Voltage-gated calcium (Ca2+) channels play a key role in the control of heart contraction and are essential for normal heart development. The Ca(v)1.2 L-type calcium channel is the predominant isoform in cardiomyocytes and is essential for excitation-contraction coupling. Although the inactivation of the Ca(v)1.2 gene caused embryonic lethality before embryonic day E14.5, hearts were contracting before E14 depending on a dihydropyridine-sensitive calcium influx. We analyzed the consequences of the deletion of the Ca(v)1.2 channel on the expression level of other voltage-gated calcium channels in the embryonic mouse heart and isolated cardiomyocytes. A strong compensatory up-regulation of the Ca(v)1.3 calcium channel was observed on the mRNA as well as on the protein level.
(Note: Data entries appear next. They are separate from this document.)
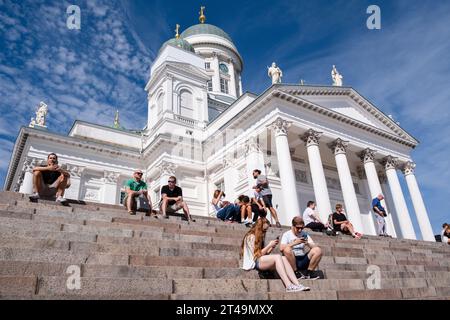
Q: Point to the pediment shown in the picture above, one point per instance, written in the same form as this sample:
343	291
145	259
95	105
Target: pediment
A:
348	102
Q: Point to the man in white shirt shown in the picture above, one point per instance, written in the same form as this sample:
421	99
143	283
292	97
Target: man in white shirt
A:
295	244
311	219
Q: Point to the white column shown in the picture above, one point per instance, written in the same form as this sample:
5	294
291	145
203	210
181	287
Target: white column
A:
254	159
27	169
348	189
418	203
287	177
233	88
230	178
318	175
406	226
368	158
73	192
392	221
216	76
168	94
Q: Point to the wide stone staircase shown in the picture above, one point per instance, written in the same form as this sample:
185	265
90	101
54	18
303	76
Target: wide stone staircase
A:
137	257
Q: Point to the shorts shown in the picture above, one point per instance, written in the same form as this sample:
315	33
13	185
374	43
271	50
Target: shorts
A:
268	200
302	262
173	208
49	190
257	265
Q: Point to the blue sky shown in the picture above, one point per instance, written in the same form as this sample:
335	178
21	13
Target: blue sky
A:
404	68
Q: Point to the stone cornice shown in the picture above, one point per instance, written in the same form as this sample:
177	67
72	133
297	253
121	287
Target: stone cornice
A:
343	118
357	98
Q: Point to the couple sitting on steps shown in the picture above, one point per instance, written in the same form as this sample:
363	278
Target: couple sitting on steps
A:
171	197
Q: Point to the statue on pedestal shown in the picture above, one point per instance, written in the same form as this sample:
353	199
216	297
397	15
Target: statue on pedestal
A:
337	77
41	115
275	73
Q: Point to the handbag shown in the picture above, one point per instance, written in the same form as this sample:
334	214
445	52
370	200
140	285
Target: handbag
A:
142	203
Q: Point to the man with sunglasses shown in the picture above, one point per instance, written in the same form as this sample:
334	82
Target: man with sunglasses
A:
135	188
50	180
293	246
172	199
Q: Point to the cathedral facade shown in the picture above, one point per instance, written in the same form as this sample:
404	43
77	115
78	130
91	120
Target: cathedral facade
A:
322	143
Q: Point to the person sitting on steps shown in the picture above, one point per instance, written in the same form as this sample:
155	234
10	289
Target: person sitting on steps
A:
257	204
172	200
50	180
258	257
341	223
380	214
293	243
219	204
135	188
312	219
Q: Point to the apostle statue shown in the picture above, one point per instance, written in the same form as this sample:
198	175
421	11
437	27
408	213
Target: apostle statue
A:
337	77
275	73
41	114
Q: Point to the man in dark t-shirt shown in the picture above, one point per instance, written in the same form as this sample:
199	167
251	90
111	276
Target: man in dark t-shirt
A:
50	180
172	200
340	223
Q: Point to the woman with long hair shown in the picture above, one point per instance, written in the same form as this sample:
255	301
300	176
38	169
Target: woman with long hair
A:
256	256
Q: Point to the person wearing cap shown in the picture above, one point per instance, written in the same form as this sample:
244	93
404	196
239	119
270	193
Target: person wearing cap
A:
300	250
134	188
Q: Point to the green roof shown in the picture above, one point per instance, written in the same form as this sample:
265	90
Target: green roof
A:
180	43
205	28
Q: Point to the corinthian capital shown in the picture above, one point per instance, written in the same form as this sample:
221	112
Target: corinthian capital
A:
389	163
311	137
167	168
251	145
408	168
280	126
338	146
367	155
111	177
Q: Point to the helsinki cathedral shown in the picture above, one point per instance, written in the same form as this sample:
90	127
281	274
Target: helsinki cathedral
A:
325	143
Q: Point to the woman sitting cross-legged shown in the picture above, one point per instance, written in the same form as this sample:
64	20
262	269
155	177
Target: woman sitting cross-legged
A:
341	223
258	257
219	204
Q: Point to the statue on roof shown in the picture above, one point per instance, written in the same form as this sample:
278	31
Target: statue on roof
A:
275	73
41	115
202	17
116	120
177	30
337	77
Reverse transcriptase PCR indicated that the recently identified new Ca(v)1.3(1b) isoform was strongly up-regulated, whereas a more moderate increase was found for the Ca(v)1.3(1a) variant. Heterologous expression of Ca(v)1.3( 1b) in HEK293 cells induced Ba2+ currents with properties similar to those found in Ca(v)1.2 (-/-) cardiomyocytes, suggesting that this isoform constitutes a major component of the residual L-type calcium current in Ca(v)1.2 (-/-) cardiomyocytes. In summary, our results imply that calcium channel expression is dynamically regulated during heart development and that the Ca(v)1.3 channel may substitute for Ca(v)1.2 during early embryogenesis.